Berliner Brücken
Die Gasexplosion auf der
Kaiser-Wilhelm-Brücke in Berlin
Zentralblatt der Bauverwaltung • 22.3.1890
Am Montag, den 17. März, abends gegen 7 Uhr hat auf dem südlichen Bürgersteig der Kaiser-Wilhelm-Brücke eine Gasexplosion stattgefunden, durch welche nicht unerhebliche Zerstörungen an dem Bestand des Bürgersteiges hervorgerufen worden sind; leider sind auch Verletzungen von Fußgängern zu beklagen. Zur Klarlegung und Würdigung dieses außergewöhnlichen Ereignisses sei zunächst auf Grund der Zeichnung Folgendes mitgeteilt.

Aus dem Querschnitt erhellt, in welcher Weise unter den Bürgersteigen Hohlräume zur Aufnahme von Gas- und Wasserrohren, Kabeln usw. angeordnet sind. Den größten Hohlraum nimmt, wie aus der Zeichnung ersichtlich, das Gasrohr der städtischen Gaswerke ein. Es besitzt einen länglich runden Querschnitt und besteht aus einzelnen schmiedeeisernen, genieteten Schossen in Längen von etwa 6 m, welche an den Stößen aufgenietete Flansche erhalten haben. Diese Flansche sind unter Verwendung einer Bleidichtung durch 22 Schrauben miteinander verschraubt. Die Verschraubung des Rohres, welches der Neigung der Brückenabdeckung – vgl. den Längenschnitt – folgt, geschah auf Böcken oberhalb des Hohlraums. Nach der Verschraubung wurde das Rohr in ganzer Ausdehnung auf seine Dichtigkeit geprüft und alsdann in den Hohlraum hinabgelassen, an verschiedenen Stellen untermauert und bis zur Unterkante des Plattenbelages sorgfältig mit gutem, reinem Sandboden verfüllt. Diesem Gasrohr zunächst, und zwar unmittelbar neben dem Brückengeländer – vgl. den Querschnitt –, befindet sich ein Hohlraum, welcher den Elektrizitätswerken zur Aufnahme ihrer Straßenkabel überwiesen worden ist. Von diesen Kabeln zweigen auch die Leitungen für die elektrischen Lampen auf der Brücke ab. Dieser Raum war nicht verfüllt, da die Elektrizitätswerke Wert darauf legten, jederzeit unbehindert zu ihren Kabeln gelangen zu können. Die Platten des Bürgersteigs, in einer Stärke von 13 cm, waren überall auf den Wangen in Zementmörtel verlegt und die Stoßfugen ebenfalls mit einem solchen sauber verstrichen. Um ohne Zerstörung der Platten jederzeit bequem zu den einzelnen Rohren gelangen zu können, war eine Anzahl von Platten in eigens konstruierte, eiserne Zargen lose verlegt und auf der Oberfläche mit zwei Ringen versehen, die ein leichtes Herausnehmen der Platten gestatteten. Die Zargen ihrerseits waren ebenfalls in Zementmörtel verlegt. Unmittelbar vor den Pylonen, welche die elektrischen Lampen tragen, befinden sich über dem Kanal der Elektrizitätswerke zwei derartige kleinere Platten von etwa 0,5 m im Geviert. Sockel und Schaft der Pylone sind bis zur Höhe der bronzenen Arme, an denen die elektrischen Lampen hängen, durchbohrt. So die Beschaffenheit der Bürgersteige.

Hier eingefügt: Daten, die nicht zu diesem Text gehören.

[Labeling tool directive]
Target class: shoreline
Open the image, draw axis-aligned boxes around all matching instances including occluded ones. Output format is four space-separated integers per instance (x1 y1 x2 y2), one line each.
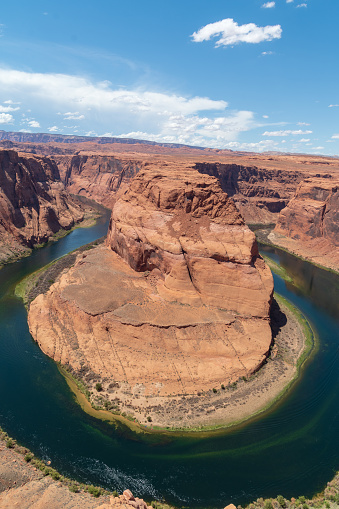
58 296 316 436
0 195 109 270
253 225 339 275
15 239 316 434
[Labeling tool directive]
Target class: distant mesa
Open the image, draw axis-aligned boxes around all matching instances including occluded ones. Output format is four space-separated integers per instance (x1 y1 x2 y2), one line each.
29 167 273 414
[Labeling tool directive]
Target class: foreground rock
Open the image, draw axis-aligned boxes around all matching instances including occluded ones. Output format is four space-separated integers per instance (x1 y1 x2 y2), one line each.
0 150 89 262
269 176 339 271
29 169 273 424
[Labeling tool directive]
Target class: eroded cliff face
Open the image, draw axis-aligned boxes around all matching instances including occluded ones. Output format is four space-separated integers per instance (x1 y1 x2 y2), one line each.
53 153 143 208
196 162 303 224
107 169 272 317
269 176 339 270
0 150 84 261
28 168 273 424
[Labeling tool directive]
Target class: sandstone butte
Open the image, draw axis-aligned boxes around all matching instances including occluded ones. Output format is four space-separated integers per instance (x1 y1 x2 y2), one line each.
269 176 339 270
28 167 273 406
0 150 89 262
0 131 339 271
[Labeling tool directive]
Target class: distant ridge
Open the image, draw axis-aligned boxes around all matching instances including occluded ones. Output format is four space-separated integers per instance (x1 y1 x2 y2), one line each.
0 130 212 152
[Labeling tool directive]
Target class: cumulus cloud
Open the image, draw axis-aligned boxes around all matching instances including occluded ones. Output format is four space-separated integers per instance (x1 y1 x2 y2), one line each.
64 111 85 120
262 129 312 136
0 113 14 124
0 68 257 148
191 18 282 47
0 69 227 114
0 104 20 113
27 120 41 127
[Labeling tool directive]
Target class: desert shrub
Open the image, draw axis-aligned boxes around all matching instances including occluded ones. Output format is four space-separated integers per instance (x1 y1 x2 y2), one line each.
277 495 286 507
6 438 15 449
87 485 101 498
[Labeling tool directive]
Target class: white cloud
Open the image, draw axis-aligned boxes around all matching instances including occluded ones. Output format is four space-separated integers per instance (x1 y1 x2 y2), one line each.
0 104 20 113
0 113 14 124
191 18 282 47
27 120 41 127
4 99 21 104
0 68 258 148
64 111 85 120
262 129 312 136
119 111 254 148
0 69 227 114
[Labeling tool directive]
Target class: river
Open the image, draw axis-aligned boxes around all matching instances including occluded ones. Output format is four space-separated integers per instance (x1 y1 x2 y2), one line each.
0 216 339 508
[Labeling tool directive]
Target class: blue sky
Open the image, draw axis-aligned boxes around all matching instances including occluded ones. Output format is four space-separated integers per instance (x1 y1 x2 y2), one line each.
0 0 339 155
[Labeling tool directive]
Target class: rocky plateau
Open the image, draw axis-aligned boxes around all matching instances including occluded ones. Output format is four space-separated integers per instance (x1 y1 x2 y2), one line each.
0 131 339 270
0 150 94 263
28 168 273 422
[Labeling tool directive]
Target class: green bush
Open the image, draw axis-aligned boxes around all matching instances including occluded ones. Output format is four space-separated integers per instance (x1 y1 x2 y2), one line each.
6 438 15 449
277 495 286 507
87 485 101 498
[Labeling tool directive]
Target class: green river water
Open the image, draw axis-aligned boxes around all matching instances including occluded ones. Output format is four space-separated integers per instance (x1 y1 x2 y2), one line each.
0 212 339 508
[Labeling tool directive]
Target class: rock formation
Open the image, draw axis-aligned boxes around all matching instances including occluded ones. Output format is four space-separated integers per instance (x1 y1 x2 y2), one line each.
269 176 339 270
0 150 84 261
54 153 143 208
29 168 273 424
196 163 303 224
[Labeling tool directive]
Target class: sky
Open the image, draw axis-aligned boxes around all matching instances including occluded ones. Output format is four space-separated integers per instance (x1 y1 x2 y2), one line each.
0 0 339 155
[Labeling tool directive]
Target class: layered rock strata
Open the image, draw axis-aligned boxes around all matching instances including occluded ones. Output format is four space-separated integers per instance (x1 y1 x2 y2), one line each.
269 176 339 271
28 169 273 406
0 150 84 261
54 153 143 208
196 162 303 224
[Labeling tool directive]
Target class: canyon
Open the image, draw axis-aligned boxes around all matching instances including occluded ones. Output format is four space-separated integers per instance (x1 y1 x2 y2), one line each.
0 150 94 263
28 166 273 426
0 131 339 271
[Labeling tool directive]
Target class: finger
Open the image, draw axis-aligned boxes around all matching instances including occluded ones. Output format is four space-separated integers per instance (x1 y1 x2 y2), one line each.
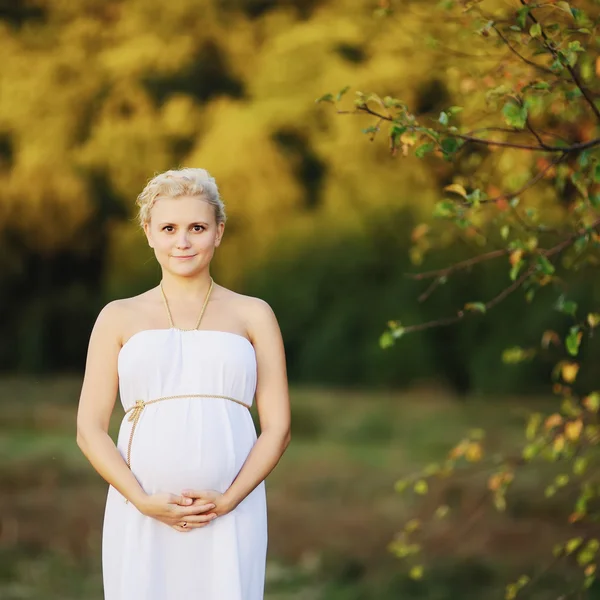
192 502 216 514
181 490 205 498
180 513 217 523
169 494 193 506
175 506 214 518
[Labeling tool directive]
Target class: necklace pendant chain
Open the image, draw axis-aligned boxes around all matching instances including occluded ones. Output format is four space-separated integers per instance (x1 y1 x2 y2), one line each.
160 277 214 331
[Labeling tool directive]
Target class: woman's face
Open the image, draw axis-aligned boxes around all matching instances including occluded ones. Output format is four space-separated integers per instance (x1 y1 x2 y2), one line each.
144 196 225 276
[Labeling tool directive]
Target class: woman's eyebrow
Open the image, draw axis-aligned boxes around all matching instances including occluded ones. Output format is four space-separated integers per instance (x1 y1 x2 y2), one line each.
159 221 208 227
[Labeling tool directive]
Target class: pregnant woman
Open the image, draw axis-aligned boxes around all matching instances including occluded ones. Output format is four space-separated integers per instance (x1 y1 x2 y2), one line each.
77 169 290 600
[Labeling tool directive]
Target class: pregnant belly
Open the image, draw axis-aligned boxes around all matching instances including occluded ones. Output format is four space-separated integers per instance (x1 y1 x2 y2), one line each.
119 400 252 494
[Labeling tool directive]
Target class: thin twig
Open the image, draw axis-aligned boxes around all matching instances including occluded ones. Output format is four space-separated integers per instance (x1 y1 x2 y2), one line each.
521 0 600 121
403 218 600 333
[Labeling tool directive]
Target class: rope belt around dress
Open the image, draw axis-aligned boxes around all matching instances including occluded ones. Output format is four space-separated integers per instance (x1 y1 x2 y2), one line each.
125 277 250 502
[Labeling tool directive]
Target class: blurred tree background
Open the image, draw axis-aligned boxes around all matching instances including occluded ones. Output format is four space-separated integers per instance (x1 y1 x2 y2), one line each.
0 0 576 393
0 0 600 600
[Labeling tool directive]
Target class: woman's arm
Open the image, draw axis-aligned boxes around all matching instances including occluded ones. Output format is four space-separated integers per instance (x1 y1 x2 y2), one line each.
77 302 154 507
182 298 291 515
77 301 216 532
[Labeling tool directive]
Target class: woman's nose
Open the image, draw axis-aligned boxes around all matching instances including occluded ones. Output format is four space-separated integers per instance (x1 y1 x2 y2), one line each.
177 233 190 248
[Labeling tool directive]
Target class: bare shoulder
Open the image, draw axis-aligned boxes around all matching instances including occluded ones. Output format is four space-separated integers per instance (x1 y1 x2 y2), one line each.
216 288 279 339
93 292 156 344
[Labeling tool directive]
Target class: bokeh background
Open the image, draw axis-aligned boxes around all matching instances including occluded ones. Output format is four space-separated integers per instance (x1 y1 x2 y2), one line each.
0 0 591 600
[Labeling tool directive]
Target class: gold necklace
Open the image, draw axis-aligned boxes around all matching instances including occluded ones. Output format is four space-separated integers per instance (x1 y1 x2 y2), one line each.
160 277 214 331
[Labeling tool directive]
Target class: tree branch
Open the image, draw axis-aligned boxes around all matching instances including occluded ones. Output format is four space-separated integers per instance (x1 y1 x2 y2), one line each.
352 104 600 154
492 25 560 77
520 0 600 121
403 218 600 334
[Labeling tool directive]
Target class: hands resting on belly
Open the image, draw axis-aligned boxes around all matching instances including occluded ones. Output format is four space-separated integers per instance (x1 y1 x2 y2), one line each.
137 490 235 533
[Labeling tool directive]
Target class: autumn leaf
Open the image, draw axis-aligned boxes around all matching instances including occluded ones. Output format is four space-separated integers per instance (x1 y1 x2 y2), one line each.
561 362 579 383
565 419 583 441
444 183 467 200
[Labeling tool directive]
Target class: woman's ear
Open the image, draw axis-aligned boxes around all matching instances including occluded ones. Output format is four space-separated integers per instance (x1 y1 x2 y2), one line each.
215 223 225 248
144 222 154 248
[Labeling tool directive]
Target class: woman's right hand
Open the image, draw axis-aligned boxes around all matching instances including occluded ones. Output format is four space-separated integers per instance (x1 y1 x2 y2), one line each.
137 492 217 533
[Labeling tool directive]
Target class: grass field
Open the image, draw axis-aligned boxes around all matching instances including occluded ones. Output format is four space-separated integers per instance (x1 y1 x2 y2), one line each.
0 378 580 600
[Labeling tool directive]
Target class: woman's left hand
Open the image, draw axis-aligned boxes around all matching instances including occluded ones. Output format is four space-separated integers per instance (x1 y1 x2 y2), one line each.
181 490 235 517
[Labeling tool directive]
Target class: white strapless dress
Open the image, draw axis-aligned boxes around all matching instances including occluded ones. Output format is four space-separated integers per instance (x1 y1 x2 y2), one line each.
102 327 267 600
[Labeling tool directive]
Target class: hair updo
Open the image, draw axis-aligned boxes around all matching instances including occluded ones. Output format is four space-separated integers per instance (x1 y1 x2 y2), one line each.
136 169 227 227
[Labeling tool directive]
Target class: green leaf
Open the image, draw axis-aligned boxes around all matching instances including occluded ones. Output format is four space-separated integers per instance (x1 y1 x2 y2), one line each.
390 125 408 141
335 85 350 102
555 295 577 317
379 331 394 350
442 138 461 154
415 142 435 158
537 254 555 275
465 302 486 314
533 81 550 90
525 413 542 441
517 6 529 29
565 325 582 356
414 479 429 496
510 260 525 281
565 537 583 554
502 100 527 129
529 23 542 37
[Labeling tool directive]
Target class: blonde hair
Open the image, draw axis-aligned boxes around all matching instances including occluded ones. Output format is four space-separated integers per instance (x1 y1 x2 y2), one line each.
136 169 227 227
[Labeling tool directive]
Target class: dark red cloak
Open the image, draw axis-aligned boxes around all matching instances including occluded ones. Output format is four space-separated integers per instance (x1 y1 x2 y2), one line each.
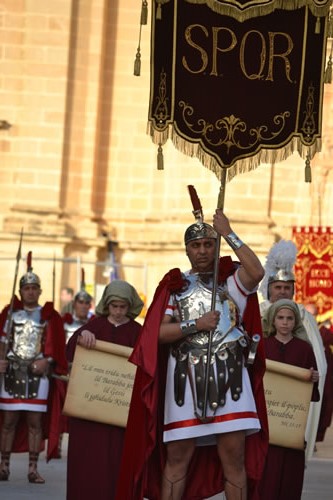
116 257 268 500
66 317 141 500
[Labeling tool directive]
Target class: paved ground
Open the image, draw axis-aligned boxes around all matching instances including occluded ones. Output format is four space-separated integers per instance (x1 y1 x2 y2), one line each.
0 426 333 500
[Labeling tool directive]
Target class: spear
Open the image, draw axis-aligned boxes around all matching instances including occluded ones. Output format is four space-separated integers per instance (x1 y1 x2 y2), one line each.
52 253 56 307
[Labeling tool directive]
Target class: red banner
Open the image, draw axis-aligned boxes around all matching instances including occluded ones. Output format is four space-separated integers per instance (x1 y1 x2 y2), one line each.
293 227 333 316
148 0 332 178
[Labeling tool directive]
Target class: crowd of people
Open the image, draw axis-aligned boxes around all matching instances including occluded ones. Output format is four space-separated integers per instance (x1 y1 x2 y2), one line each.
0 210 333 500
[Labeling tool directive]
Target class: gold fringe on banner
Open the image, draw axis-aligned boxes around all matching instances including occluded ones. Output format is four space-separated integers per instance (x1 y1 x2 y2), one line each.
147 122 322 182
184 0 332 22
157 144 164 170
141 0 148 26
305 156 312 182
133 0 148 76
134 46 141 76
324 51 332 83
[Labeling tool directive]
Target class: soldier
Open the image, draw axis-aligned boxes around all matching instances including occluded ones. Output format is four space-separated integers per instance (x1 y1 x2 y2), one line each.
116 205 267 500
259 240 327 460
0 252 67 484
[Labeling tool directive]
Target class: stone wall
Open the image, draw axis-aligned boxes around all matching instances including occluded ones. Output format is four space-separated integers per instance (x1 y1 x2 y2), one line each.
0 0 333 307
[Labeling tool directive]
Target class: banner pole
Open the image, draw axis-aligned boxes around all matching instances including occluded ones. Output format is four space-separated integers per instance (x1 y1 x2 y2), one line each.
202 168 227 420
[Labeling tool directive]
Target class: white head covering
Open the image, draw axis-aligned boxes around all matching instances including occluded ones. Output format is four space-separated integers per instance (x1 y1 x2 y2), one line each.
95 280 143 319
263 299 310 343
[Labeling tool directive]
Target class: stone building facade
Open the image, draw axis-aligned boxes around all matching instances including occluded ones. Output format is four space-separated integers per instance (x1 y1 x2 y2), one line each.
0 0 333 307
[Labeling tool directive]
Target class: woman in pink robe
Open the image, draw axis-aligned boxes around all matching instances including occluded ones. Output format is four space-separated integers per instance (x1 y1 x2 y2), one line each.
259 299 319 500
67 280 143 500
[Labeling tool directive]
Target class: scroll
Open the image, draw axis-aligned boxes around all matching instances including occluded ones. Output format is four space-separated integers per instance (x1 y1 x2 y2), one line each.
63 340 136 427
264 359 313 450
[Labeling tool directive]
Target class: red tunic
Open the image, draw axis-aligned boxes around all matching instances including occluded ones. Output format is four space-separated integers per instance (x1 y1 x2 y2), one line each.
316 325 333 441
259 336 319 500
67 317 141 500
116 258 268 500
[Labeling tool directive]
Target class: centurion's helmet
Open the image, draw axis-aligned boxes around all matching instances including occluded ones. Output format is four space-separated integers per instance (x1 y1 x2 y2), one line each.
19 251 40 290
74 269 93 304
259 240 297 299
184 186 217 245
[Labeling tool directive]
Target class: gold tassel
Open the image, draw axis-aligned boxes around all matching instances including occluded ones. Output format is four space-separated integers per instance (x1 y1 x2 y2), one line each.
134 47 141 76
315 17 320 35
141 0 148 24
157 143 164 170
156 2 162 21
305 155 312 182
327 13 333 38
324 54 332 83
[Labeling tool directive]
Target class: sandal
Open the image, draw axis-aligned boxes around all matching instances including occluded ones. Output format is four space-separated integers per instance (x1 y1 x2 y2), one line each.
28 451 45 484
28 471 45 484
0 469 9 481
0 451 10 481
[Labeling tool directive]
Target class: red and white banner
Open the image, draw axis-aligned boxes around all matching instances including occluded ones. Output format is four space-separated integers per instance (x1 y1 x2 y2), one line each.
293 226 333 315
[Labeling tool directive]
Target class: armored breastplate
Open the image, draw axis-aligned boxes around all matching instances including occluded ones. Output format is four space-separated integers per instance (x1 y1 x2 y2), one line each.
175 273 244 353
172 273 247 412
64 318 88 342
11 308 46 361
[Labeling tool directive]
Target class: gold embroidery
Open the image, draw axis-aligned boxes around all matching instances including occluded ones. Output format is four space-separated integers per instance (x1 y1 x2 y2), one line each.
179 101 290 152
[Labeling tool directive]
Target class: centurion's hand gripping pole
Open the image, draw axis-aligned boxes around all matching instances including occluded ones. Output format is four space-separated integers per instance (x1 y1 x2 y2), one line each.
201 168 227 421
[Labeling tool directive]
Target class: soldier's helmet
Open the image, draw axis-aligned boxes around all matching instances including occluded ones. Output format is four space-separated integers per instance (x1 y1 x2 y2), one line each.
74 269 93 303
19 251 40 290
259 240 297 299
184 186 217 246
184 221 217 245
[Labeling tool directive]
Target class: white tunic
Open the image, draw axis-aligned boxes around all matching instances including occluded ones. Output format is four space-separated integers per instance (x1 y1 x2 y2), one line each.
163 271 260 445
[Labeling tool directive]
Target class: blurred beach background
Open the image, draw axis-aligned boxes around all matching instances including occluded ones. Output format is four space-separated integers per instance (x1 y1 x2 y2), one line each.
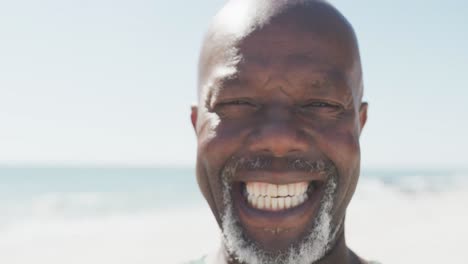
0 0 468 264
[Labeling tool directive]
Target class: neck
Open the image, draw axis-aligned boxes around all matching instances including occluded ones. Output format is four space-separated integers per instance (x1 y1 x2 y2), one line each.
221 228 361 264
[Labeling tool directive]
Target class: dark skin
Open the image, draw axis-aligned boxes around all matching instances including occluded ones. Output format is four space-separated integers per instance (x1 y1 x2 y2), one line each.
191 2 367 264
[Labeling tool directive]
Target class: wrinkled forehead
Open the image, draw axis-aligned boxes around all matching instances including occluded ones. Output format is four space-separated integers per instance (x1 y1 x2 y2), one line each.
199 1 361 101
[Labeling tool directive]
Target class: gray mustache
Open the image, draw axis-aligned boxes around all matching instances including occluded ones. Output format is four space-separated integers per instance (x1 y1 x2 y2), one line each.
224 156 336 174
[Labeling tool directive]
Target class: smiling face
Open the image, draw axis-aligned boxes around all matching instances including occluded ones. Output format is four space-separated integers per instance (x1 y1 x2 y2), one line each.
192 3 367 263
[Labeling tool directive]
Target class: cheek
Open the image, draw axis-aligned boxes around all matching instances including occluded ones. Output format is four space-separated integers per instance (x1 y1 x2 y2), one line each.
197 113 252 223
310 118 360 214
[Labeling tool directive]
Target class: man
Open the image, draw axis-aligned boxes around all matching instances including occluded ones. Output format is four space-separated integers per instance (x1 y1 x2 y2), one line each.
191 0 367 264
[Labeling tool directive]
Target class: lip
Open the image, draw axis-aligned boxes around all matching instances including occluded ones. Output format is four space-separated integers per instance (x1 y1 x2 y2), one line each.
231 172 325 230
234 171 325 184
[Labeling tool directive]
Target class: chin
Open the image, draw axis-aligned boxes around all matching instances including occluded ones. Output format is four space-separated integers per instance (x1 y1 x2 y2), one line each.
222 162 340 264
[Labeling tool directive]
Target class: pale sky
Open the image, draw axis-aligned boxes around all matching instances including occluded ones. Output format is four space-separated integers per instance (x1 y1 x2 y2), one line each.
0 0 468 168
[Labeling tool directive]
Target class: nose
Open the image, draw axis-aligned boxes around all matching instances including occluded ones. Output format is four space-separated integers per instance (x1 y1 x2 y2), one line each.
249 117 309 157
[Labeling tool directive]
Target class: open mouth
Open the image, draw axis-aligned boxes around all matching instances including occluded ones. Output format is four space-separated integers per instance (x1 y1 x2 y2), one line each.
241 182 317 212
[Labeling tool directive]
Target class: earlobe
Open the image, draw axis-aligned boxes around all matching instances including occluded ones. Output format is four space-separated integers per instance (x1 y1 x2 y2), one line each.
359 102 369 131
190 105 198 134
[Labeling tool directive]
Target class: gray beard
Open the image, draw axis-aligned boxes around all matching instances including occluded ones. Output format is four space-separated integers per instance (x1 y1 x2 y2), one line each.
218 159 342 264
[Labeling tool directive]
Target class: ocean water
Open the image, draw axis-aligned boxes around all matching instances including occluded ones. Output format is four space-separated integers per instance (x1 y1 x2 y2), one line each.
0 168 468 264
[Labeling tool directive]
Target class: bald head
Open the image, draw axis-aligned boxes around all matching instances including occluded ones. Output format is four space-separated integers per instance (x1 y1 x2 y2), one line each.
192 0 367 264
198 0 363 101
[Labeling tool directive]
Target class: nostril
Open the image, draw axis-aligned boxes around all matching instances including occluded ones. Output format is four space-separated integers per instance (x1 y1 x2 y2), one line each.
248 124 309 157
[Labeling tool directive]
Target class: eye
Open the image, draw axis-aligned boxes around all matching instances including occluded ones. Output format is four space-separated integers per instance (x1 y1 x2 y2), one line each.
302 101 340 109
300 101 343 114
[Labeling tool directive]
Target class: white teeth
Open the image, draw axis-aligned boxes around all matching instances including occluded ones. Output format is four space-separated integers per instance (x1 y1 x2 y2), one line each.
271 198 282 211
268 184 278 197
246 182 313 211
265 196 272 209
278 198 284 210
291 196 299 207
284 196 291 208
257 196 265 209
288 183 296 196
278 185 288 196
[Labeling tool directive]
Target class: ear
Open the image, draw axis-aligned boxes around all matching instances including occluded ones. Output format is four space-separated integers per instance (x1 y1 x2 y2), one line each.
359 102 369 131
190 104 198 134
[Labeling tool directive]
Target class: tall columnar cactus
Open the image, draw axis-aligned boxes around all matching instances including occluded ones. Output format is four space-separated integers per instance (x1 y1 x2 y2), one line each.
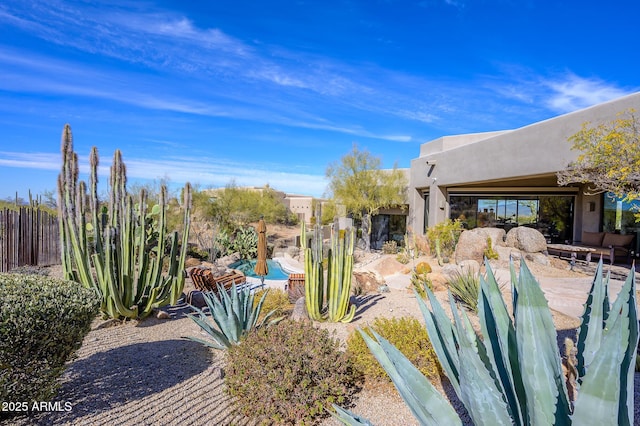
300 222 324 321
301 223 356 322
58 124 191 318
337 260 639 425
327 229 356 322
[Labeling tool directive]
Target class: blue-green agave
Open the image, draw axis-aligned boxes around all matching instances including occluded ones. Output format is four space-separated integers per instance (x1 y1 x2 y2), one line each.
185 283 282 350
334 261 638 426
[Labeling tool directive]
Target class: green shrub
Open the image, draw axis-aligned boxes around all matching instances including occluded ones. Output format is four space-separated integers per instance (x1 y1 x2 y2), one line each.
484 237 500 260
448 268 480 313
411 270 433 298
225 321 358 424
416 262 433 274
253 288 296 320
382 240 398 254
187 246 209 260
0 274 100 412
347 317 440 383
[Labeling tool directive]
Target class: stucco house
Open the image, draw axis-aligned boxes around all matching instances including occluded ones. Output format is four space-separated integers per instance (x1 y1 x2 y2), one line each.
407 92 640 253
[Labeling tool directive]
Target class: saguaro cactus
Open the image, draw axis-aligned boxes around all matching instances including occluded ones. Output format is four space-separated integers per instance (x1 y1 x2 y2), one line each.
301 223 356 322
327 228 356 322
58 124 191 318
300 222 324 321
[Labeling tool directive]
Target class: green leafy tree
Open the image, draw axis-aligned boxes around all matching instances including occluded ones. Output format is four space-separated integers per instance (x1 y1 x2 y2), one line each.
210 182 296 232
558 109 640 221
326 144 408 250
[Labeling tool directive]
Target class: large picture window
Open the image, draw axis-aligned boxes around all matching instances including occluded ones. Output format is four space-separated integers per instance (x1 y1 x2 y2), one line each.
449 195 574 243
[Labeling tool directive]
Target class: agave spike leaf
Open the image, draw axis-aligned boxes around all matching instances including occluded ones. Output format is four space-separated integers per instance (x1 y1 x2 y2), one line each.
186 306 231 349
618 262 640 426
414 287 460 395
576 258 608 382
327 404 373 426
572 315 629 425
605 267 638 425
514 262 570 425
456 302 513 425
359 330 462 425
478 262 526 424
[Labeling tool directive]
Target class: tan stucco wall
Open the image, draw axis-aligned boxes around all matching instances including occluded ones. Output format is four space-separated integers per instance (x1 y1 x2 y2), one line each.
409 92 640 237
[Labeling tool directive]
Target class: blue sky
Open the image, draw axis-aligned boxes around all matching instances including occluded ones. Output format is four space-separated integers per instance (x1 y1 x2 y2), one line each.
0 0 640 198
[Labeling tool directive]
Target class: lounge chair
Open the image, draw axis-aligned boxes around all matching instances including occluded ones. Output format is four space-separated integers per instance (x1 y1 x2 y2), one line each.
189 268 247 291
287 274 304 303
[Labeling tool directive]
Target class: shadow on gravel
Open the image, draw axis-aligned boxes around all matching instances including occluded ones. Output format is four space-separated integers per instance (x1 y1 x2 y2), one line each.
352 294 384 321
32 340 213 424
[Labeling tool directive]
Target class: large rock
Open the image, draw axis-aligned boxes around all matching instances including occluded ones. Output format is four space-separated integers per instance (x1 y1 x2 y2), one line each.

Durch die Explosion sind nun auf dem südlichen Bürgersteig zunächst die beiden oben erwähnten lose aufliegenden Platten hinausgeschleudert worden; dann sind mehrere Platten über dem Kanal der Elektrizitätswerke, und zwar in unmittelbarer Nähe des dem Schloss zunächst stehenden Obelisken, teils zertrümmert und in den Kanal hinabgestürzt, teils gelockert worden. Auf dem Kanal, in welchem das Gasrohr liegt, sind mehrere Platten ebenfalls gelockert. An dem Geländer zeigen sich Spuren der Zerstörung an den Deckplatten und Docken, welche wohl durch umhergeschleuderte Granitstücke bewirkt sind. Die elektrischen Lampen an dem Obelisken sind zum Teil zertrümmert und die beiden sie haltenden Bronzearme von ihrer senkrechten Auflagerfläche abgehoben. Endlich ist der Kran, welcher sich noch über der Mittelöffnung befindet und mit Hilfe dessen demnächst die noch fehlenden Schlusssteinfiguren an Ort und Stelle geschafft werden sollten, in seinem Gerüste erschüttert, aber zum Glück nicht zum Absturz gekommen. Die Brücke selbst ist nicht im geringsten beschädigt worden; weder haben sich Fugen am Geländer noch an den Pylonen geöffnet. Dass die Explosion immerhin eine beträchtliche Kraft entwickelt hat, geht daraus hervor, dass ein Fußgänger über das Brückengeländer geschleudert worden, zum Glück aber auf die unter dem Kran befindliche Plattform gefallen ist; andernfalls würde er wohl unrettbar ertrunken sein. Mehrere andere Personen sollen durch umherfliegende Steinsplitter unerheblich verletzt sein. Es ist ein Glück, dass die sonst so belebte Brücke um die Zeit, wo die Explosion stattfand, wenig begangen war.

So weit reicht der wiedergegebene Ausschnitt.